Et là encore, la couverture vaccinale joue un rôle déterminant face à l’épidémie. Avec la couverture vaccinale actuelle, environ 70 personnes atteintes d’une Covid-19 sévère seraient hospitalisées au CHT au plus fort de l’épidémie, alors que ce nombre serait réduit à 9 avec 50% de la population vaccinée et serait réduit à quelques malades à 75%.
Une efficacité vaccinale constatée en France Métropolitaine par exemple où selon une étude menée par le CHU de Lille, "97% des malades hospitalisés, peu importe l’âge et les comorbidités, sont non-vaccinés".
Des lits de réanimation submergés
Mais la plus grande source d’inquiétude se trouve au niveau des places en réanimation. La Covid-19 entraine des formes graves chez certains malades qui nécessitent des soins lourds (intubations) et une mobilisation importante et longue des personnels soignants. Dans le cas d’une couverture vaccinale de 30% et sans confinement strict, une dizaine de lits de réanimation seraient occupés au bout de deux mois et plus d’une trentaine deux mois plus tard, au pic de l’épidémie.

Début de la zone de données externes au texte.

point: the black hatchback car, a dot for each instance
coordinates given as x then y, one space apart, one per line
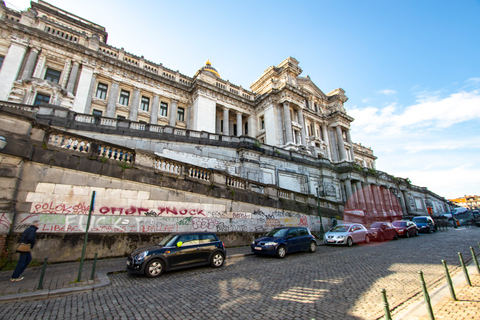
178 251
281 241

Problème : le système de santé calédonien ne pourrait supporter une telle pression hospitalière. "Actuellement, nous avons 10 lits de réanimation épidémiques prévus pour la prise en charge éventuelle de patients Covid et 20 dont nous disposons habituellement", explique Pierre-Henri Moury, réanimateur au Médipôle.
Le souci est que même si nous avons le matériel nécessaire et que dans l’absolu, on pourrait monter à 48 lits de réanimation, nous manquons de personnel pour suivre déjà avec nos 20 lits habituels.
Sans oublier que cette occupation des lits de réanimation se ferait au détriment d’autres pathologies du quotidien. "Dès qu’on dépassera les 10 patients Covid en réanimation, il y aura un impact sur les autres pathologies car il faudra trouver des personnels soignants d’autres spécialités, au-delà de 20, on sera sur des lits qui ne sont pas dédiés à la réanimation", souligne le spécialiste. "Et dès qu’on dépasse nos capacités, nous nous attendons à un taux de mortalité qui va augmenter en passant de 25 à 40% si on se réfère aux publications françaises et anglaises."
Un scénario catastrophe qui peut être évité en cas de couverture vaccinale élargie et de mesures d’atténuation importantes. Pour rappel, avec le sérum Pfizer, la protection serait de 88% contre le risque d’hospitalisation et de 91,4% contre les Covid les plus sévères, d’après les données israéliennes publiées 22 juillet, et de 96 % contre les hospitalisations, selon Public Health England (en anglais).